AUGUSTA, Ga. (WJBF) – The Parade of Quartets has been a part of the WJBF family for 71 years and is the longest running gospel TV program in the country. It airs each Sunday on WJBF NewsChannel 6.
Rev. Karlton Howard, Executive Producer and Host of The Parade of Quartets, tells us, “The program was actually on the radio, WGAC radio and when television came about and when he started WJBF, he brought the quartets over with him. When we had the conversation with Mr.
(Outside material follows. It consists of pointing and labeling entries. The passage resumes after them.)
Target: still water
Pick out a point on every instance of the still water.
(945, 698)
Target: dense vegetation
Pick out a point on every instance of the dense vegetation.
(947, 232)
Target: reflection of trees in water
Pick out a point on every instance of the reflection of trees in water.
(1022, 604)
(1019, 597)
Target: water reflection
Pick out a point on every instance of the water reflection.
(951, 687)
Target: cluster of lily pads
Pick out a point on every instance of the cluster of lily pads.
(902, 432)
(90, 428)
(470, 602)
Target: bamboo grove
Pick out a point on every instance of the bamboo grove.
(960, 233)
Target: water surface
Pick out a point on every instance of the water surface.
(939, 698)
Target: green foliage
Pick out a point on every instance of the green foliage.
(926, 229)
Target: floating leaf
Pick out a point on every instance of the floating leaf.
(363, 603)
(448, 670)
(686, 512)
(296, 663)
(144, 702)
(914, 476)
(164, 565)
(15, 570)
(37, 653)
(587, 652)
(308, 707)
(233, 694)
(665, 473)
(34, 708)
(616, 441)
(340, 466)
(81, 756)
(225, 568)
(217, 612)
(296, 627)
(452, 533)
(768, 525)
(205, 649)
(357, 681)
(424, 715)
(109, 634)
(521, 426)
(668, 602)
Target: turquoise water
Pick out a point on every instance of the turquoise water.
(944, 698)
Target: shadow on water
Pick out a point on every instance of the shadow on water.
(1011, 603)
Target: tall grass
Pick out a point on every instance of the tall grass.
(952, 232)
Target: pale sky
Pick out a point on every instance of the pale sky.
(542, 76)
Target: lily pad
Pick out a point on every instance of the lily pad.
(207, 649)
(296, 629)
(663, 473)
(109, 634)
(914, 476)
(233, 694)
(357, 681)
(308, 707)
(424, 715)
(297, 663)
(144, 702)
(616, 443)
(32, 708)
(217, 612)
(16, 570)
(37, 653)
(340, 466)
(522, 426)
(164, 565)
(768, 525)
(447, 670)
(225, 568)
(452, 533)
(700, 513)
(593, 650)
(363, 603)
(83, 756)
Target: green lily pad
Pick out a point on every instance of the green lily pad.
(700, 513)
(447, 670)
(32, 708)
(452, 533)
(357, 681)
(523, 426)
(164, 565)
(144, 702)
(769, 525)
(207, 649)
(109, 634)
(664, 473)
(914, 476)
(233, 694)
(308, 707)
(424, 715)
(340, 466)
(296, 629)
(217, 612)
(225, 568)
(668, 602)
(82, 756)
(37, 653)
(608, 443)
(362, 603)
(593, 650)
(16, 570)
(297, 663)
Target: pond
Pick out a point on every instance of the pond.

J.B. Fuqua, he made it known that the ‘Parade of Quartets’ came on when television came on in November of 1953. And his vision was just to have the community involved and have quartets available. And from his testimony we learned that it was something that he wanted to do, to make sure that the community was being heard and had visibility.”
“Mr. Steve Manderson…he started the program back with Mr. Fuqua and it ran for years with them doing that and quartets coming in and out of the studio and after Mr. Manderson left, my father took over somewhere in the early 60s, and we’ve been doing it ever since.”
“1982 was when I started, in August. It was some rare circumstances where I got a phone call at 11 o’clock on Saturday night and my daddy told me I would be on television the next morning.”
“Well folks would say, listen ‘we had to sit down and watch the Parade of Quartets while we were getting ready for church and while Momma was cooking’ or whatever. We still hear those stories. It has impacted the lives of so many people, their spiritual lives.”
“Chicago, New York and all those major places, L.A. they don’t have nothing like this. We tell everybody about the Parade of Quartets,” said music legend James Brown when he appeared on the show.
“The Godfather. One Sunday we had already planned the program out and knew what was gonna happen, but all of a sudden a bus pulled up in the parking lot, unannounced, uninvited and he walks in and says that he wants to sing.”
“People will say ‘the songs that you sing, you bless our hearts’. I mean people in the hospital, people in nursing homes and you know that this program reaches,” said Flo Carter, of Today in Dixie and Parade of Quartets.
“Soul Train was on for 35 years. American Bandstand was on for 37 years, that’s 72 years. We’ve been on, this is our 71st year. It means that we’re doing something right and it has impacted the lives of so many people, their spiritual lives as a matter of fact because they hold on to what they heard back then and they’re still in the faith community. So that means a lot to us to know that we’ve impacted the community like that.”